The LDS Church is refusing to let Maddie get baptized because her parents are very public polygamists. The Church basically told Maddie to come back and try to join again once her family stops collecting TLC paychecks. (You can read more about Maddie’s rejection by the Mormon Church by clicking here!)
In California, Kody and the girls head to a theme park. Kody gives some five-minute-long monologue about how the girls should push their boundaries and go on rides they don’t want to go on. I think he really just likes to hear himself talk.
In Vegas, Meri and Janelle are finally talking about their past. (Someone call Maury. The Browns have some major drama of their own!) Janelle said there’s “a little bit of tension” between her and Kody’s legal wife Meri so they’ve decided to talk to a therapist together. When Meri agrees to see the therapist, Janelle is moved to tears. Hopefully we get to see these therapy sessions play out.
In California, Kody takes the girls to the beach, but back at home, the wives are disappointed that Kody isn’t having heart-to-heart talks with the girls.
“They’re just having a party time,” Robyn says.
Of course they’re not having hearts-to-hearts. He has a giant litter of kids; he can’t even keep their names straight.
“I have 17 children and if I didn’t think they were all great people, I probably wouldn’t have any more,” Kody says.
But…they are having more. Next week, Robyn announces her pregnancy to the family. Also next week, Kody starts the process of trying to adopt Robyn’s kids.
To read Holly’s recap of the previous episode of ‘Sister Wives,’ click here.
(Photos: TLC, Twitter)
4 Responses
Then would you call military families broken homes?

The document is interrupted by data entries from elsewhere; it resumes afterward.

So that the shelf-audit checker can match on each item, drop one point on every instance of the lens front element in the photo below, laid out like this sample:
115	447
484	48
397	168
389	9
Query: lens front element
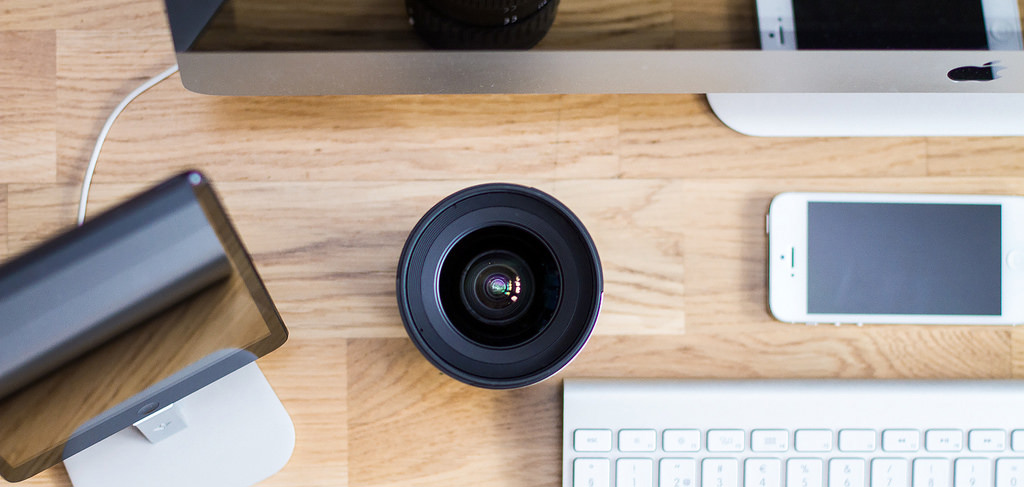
497	286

Robyn’s kids, Robyn’s pregnancy, Robyn, Robyn, Robyn. No wonder Meri wants out.
I love how Kody basically called his wives annoying and his kids will be “easier”. He is such a tool.

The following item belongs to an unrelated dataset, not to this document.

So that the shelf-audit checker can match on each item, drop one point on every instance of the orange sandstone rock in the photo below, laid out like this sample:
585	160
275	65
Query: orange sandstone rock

I’m not one to judge on others’ life choices as long as they aren’t harming anyone, but I do find it sad that he has so many children seeing as he doesn’t spend much one-on-one time with them it seems. He’s more of a figure than an actual father because between the different households he only has so much time to spend with each wife+kids. In my opinion, it’s important that each child knows they are loved and cherished as an individual by each of their parents, and with him jumping from household to household the mothers are left to do the majority of the parenting alone. I could be wrong, I don’t know what happens behind closed doors, but I doubt with that many children and how he doesn’t seem to know each one of them separately that they actually ever get to spend time just one on one with dad. That, to me, seems more of a broken home than it does one big family unit.